The weekday guides are attending six, three-hour study sessions, which started in December, to prepare for their presentations. “Our study sessions are so useful that we often see Museum staff members standing in the back, listening and learning along with us,” said Jean Kiernan of Doylestown, Pa., weekday guide coordinator for Cézanne and Beyond.

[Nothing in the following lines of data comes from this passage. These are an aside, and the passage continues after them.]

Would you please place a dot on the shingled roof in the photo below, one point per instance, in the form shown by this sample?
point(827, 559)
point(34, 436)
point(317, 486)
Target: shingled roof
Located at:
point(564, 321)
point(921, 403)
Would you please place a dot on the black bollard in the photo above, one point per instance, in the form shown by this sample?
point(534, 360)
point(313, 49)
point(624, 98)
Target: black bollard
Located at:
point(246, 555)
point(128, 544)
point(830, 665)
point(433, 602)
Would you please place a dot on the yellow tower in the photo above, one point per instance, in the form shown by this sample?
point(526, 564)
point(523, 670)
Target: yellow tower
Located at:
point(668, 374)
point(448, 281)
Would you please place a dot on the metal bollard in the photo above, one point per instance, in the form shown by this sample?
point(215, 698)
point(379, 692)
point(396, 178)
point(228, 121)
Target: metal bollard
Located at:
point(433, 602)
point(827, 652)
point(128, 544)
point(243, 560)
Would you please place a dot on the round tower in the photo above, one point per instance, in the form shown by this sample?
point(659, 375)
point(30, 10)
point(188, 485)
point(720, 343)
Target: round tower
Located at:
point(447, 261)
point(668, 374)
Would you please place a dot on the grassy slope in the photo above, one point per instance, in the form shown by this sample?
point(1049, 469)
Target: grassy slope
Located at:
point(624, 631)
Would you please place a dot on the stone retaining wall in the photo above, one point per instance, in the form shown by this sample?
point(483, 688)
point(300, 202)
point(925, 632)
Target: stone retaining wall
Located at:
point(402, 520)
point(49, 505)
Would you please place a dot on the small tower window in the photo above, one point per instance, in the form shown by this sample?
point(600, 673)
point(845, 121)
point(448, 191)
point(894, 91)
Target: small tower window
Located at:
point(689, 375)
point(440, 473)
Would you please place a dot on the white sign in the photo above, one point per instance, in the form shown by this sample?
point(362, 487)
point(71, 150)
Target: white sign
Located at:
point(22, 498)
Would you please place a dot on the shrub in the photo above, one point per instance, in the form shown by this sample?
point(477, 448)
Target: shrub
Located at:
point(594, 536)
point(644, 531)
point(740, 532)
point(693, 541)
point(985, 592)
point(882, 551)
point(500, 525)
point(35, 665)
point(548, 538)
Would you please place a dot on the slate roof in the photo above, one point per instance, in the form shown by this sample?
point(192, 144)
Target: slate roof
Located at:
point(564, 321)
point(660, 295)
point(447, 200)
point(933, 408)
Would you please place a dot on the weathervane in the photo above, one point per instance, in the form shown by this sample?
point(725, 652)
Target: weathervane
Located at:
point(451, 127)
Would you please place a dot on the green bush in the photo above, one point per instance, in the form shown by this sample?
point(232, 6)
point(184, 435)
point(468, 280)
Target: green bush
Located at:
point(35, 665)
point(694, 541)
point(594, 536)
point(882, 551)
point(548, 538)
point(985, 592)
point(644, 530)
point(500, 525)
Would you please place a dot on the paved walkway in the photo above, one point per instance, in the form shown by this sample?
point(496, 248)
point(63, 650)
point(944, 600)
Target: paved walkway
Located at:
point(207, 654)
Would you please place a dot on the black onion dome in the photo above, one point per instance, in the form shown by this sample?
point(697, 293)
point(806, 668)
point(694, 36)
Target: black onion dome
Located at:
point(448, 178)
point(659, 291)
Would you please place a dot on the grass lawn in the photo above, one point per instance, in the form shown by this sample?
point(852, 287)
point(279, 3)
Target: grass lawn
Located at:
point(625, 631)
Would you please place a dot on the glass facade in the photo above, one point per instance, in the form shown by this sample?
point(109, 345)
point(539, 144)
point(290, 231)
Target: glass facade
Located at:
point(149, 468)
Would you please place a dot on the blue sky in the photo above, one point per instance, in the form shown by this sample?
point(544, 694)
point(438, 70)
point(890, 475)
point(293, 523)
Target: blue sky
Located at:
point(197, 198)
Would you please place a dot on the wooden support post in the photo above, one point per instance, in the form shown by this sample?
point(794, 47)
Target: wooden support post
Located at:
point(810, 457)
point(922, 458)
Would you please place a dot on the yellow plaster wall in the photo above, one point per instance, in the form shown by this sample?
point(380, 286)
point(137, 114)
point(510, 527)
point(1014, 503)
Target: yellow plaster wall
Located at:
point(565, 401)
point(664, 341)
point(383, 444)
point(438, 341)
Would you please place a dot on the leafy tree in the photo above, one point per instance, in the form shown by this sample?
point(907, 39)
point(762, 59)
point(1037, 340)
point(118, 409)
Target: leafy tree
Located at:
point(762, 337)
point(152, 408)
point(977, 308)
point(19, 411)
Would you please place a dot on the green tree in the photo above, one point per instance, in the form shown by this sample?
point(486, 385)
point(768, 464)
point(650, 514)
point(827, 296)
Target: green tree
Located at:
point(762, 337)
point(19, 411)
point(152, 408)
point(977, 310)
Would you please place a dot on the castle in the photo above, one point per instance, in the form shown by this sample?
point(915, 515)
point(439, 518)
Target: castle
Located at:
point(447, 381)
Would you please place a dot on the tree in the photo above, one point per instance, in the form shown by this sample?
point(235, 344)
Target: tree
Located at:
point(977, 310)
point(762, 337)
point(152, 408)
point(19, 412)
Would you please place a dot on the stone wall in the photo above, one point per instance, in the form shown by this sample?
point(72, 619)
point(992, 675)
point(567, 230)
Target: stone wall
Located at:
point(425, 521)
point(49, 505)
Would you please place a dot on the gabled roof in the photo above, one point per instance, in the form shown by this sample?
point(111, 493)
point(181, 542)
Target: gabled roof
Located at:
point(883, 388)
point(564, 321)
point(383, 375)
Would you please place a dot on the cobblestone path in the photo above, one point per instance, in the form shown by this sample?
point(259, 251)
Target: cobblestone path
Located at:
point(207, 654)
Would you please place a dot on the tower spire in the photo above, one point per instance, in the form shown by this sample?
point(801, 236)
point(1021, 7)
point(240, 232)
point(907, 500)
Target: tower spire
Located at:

Some of the weekday guides are writing papers about the paintings, and have been working at home and in libraries since early September. Gladys Cohen of Devon, Pa., drove to Lancaster’s Demuth Foundation in pursuit of additional research on Charles Demuth (1883-1935), an extraordinary Pennsylvania artist who was much inspired by Cézanne and is represented in the exhibition. “I discovered that Demuth was very familiar with Cézanne’s watercolors and very much inspired by the transparency and freshness of his colors—both artists leave a lot of white on the page and then work into it,” she said. “Demuth was also very impressed by the architecture of Cézanne’s work, and strove to imitate his precision.”
Cohen and the other weekday guides will share their research and learn from each other's findings. The weekend guides are taking a comparative approach, exploring the creative dialogue between works by Cézanne and the 18 other artists in the exhibition. “What I’ve found astounding about Cézanne’s art is that a century after his death, it continues to resonate with today’s artists as well as the public,” said Emma Keene, a Cézanne and Beyond weekend guide coordinator from Washington Crossing, Pa. “Even more surprising, it was not until the end of his life that the art world began to acknowledge his genius.”
Once training is complete, Rishel will walk the guides through the exhibition, and all 80 guides will be ready to lead public tours through Cézanne and Beyond.